There was a three-year stretch with only two voluntary departures from the JG, a record almost unheard-of in the industry, Darrin said.
Darrin, 44, of Schenectady, and Jason, 46, of Niskayuna, grew up in Rotterdam as third-generation Schenectady-area residents. Their grandfather arrived from Germany in the 1920s and went to work at age 13 at Barney’s department store on lower State Street. The old-time “Barney’s” ghost sign painted on the brick wall decades ago is visible from the offices of Willy Jahnel’s grandsons, directly across the intersection of State and Ferry streets.
The boys played video games growing up, of course, but they were basketball fanatics, not computer enthusiasts.
“We were always good at math, we had that logical mind, but we didn’t know it because all we cared about was basketball,” Darrin recalls.
After college, as they separately cast about for a career, both still lacked any affinity for software development.

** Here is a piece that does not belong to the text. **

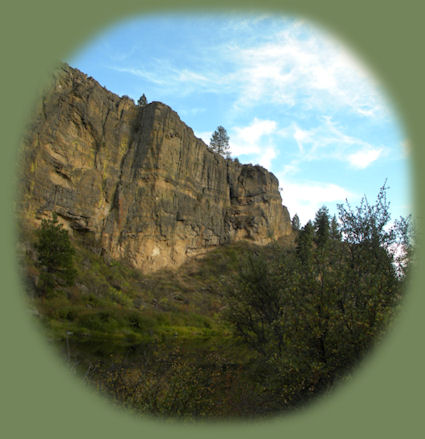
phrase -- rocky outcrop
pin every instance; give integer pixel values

A friend connected Darrin with the Depository Trust Company in Manhattan and a crash software-writing course, and he worked there from 1998 to 2005. Jason followed, also with the need to learn quickly.
“It was where determination meets opportunity,” Jason said.

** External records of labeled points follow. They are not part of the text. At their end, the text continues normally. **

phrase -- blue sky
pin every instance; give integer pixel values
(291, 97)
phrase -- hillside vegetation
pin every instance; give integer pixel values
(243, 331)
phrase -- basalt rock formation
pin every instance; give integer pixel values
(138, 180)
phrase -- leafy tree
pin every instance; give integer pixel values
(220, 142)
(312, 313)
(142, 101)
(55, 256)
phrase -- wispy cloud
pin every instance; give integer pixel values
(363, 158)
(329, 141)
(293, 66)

In 2005, the brothers left DTC and came home to form Knowledge Wand, an educational software company. Its biggest title — Samson’s Classroom, a tool for teaching early readers — still has users today. But the company itself never gained momentum.

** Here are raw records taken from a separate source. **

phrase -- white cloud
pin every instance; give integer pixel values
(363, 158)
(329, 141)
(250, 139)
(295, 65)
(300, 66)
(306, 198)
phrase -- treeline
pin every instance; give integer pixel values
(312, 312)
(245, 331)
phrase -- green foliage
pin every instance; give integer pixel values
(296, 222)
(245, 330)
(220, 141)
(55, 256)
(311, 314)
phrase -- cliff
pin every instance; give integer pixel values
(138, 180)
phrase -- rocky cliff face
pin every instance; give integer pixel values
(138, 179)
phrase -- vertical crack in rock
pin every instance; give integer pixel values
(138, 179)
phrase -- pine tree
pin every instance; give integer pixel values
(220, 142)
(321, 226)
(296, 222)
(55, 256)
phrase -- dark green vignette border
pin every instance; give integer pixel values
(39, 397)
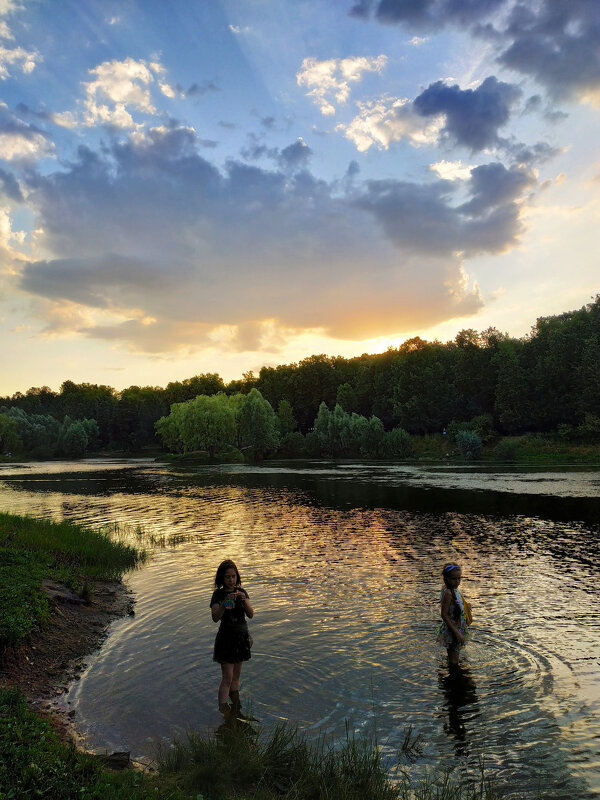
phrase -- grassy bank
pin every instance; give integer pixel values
(529, 449)
(32, 550)
(231, 765)
(235, 763)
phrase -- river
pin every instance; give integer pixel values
(342, 563)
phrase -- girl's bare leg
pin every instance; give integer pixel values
(235, 681)
(227, 671)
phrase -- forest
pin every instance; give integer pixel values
(479, 384)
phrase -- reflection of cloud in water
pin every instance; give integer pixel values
(345, 581)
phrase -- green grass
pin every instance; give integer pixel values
(33, 549)
(34, 764)
(535, 449)
(233, 764)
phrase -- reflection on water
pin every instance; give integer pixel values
(343, 571)
(458, 687)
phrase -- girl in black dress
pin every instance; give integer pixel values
(230, 605)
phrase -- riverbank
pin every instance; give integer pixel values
(237, 762)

“We could never get over the hump with that business,” Darrin said.
(A key factor was that Knowledge Wand needed a large and increasing number of small sales to survive and grow. Selling software to school districts is hard and the company never got particularly good at it. JG, by contrast, relies on a small number of big-dollar projects and enjoys a significant number of repeat customers.)
As Knowledge Wand struggled, the Jahnels would periodically get (and reject) requests for freelance work from people who knew people who knew them.
When they finally formed their new software firm, they took on as their first job one of those prior requests, for a 100-hour project. The company that commissioned it is still a client today, and 28 JG employees work on its projects.
(Jahnel Group doesn’t name current clients. Previous clients have included Google, MIT and Bethesda Game Studios.)
Early on this year, as the pandemic spread, the company took some hits to its business on the ServiceNow cloud computing platform.
Those were more than outweighed by the fact that the company was heavily involved — through luck rather than strategy — in industries that thrived during the pandemic, such as gaming, telemedicine and government services.
Internally, JG handled the crisis as smoothly as possible. It shut down its soaring new space in the Mill Lane Artisan District one afternoon and restarted from employees’ homes the next morning.
Nine months later, the office still operates at only a fraction of capacity, which presents another challenge — remotely instilling the company culture within the 2020 hires.
“Whereas normally it’s a full indoctrination when you get here,” Jason said, “we probably have like 20 people who’ve never been in the same room with a Jahnel Group employee.”